Ad un certo punto, a tal proposito, mi sentii chiamare:
- Jules!
- Si? - Risposi dalla stanza da bagno.
- Cos’è questo profumo?
- Ah... Il profumo di rose, intendi?
- Si, è molto buono.
- Mia madre ha comprato una candelina profumata alla rosa e l’ha piazzata accanto al lavandino. Sai, è appassionata di essenze, oli e... tutto quel che ne deriva. - Precisai, fermandomi sull’uscio, mentre mi facevo una coda.
- Complimenti a lei! - Sorrise.
Si, sorrise, e non posso fare a meno di specificarlo. 
Uscii dal bagno, sempre un po’ disordinata, perché come ben saprete mi era profondamente difficile ottenere un’aria da ragazza curata e ben sistemata. Ad Harry, dopotutto, non sembrava importare più di tanto ed anche se così non fosse stato, la persona più menefreghista, sotto questo aspetto, per questione di principio (e di pura coerenza) avrei dovuto essere io, per due semplicissimi motivi:
1. Ero una rocker. I rockers sono disordinati per natura e non gli frega assolutissimamente nulla del parere del prossimo...
2. ...a maggior ragione se questo prossimo è un componente degli One Direction.
Ripeto: era questione di principio, e nonostante ciò mi sentivo a disagio!

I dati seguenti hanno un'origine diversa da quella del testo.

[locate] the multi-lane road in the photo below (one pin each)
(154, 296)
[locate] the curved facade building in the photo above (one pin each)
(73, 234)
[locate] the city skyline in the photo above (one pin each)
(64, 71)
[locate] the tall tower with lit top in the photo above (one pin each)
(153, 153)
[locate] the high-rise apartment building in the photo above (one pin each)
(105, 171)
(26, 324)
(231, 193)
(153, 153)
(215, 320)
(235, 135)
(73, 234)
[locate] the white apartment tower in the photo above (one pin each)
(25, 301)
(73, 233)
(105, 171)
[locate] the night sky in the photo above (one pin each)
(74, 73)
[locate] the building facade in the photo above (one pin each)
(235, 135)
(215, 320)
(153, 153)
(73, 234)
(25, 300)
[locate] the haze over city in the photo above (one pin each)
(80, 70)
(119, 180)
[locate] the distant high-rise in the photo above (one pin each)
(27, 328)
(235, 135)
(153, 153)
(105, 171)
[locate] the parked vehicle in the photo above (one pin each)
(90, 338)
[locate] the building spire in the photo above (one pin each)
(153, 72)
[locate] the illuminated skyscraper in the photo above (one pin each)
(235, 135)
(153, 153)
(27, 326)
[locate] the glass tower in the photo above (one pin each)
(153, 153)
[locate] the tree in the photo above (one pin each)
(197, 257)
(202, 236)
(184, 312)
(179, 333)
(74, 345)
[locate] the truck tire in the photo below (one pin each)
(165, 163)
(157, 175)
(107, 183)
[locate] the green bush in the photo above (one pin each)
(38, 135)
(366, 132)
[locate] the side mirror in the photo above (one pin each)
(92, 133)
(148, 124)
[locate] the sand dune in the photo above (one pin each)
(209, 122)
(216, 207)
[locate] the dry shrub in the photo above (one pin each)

Si, avete capito bene, mi sentivo a disagio e non posso fare a meno di dare voce alle mille paranoie che si generarono nella mia testa. Paranoie che non si soffermavano ad un normalissimo “come sono disordinata, proprio di fronte ad un cantante così famoso!” ma che raggiungevano livelli di ridicolaggine a loro volta spaventosamente ridicoli; cose come: “mi sento a disagio... Mi sento a disagio? No, non mi sento a disagio. Va bè, magari un po’, ma mica per Harry, è che... uhm...  la coda! Ma certo, la coda. Io mi sento sempre a disagio quando la coda mi viene male e ci sono tutti-- tutti quei ciuffi che sbucano dalla testa! Come ho fatto a non capirlo prima?!  Certo, Harry è carino... Axl Rose ha i capelli più lunghi ed è mille volte meglio, mica apprezzare fisicamente un componente degli One Direction ti fa automaticamente disprezzare Axl e... e Tommy Lee e... e Joe Perry e... e tutti gli altri. E poi hai detto solo che è carino... e guardandolo bene non lo è neppure così tanto. Insomma, smettila di farti tante paranoie, qua c’è uno strafigo da paura (James) che ha rischiato la vita e probabilmente, quando giungerai in ospedale, sarà talmente stordito che non si renderà neanche conto del fatto che lo starai fissando... è un’occasione unica. Oh, James!”
-Beh, sei pronta? Irruppe Harry, frantumando ad un tratto tutti i pensieri che si erano accumulati nella mia mente, con la stessa violenza di un sasso scagliato contro una vetrinetta di cristallo.
- Si, eccomi.
- Passano taxi da queste parti?
- Certo. Dovremo aspettare una buona mezz’ora, ma ne passerà uno.
- Mezz’ora? Così tanto?
- Siamo a Straffordshire Harry, mica a Londra. E per giunta in periferia.
Prima di sorvolare la porta di ingresso, indossò il suo cappello con visiera, chiuse accuratamente la felpa nera fino al collo e sollevò il cappuccio a coprire parzialmente il volto, nascondendo i ciuffi di capelli dietro le orecchie e dentro il cappello perché nessuno potesse riconoscerlo.


Note dell'autrice: mi scuso per essere stata assente tutto questo tempo. Preferisco essere sincera: l'ispirazione mi aveva abbandonata e per un po' avevo anche pensato di fermarmi e non continuare più la fanfiction.Ora però, sto desiderando molto di poterla concludere. Spero vivamente di riuscirci e di non assentarmi più per periodi così lunghi. Grazie per aver speso un po' del vostro tempo a leggere la mia storia!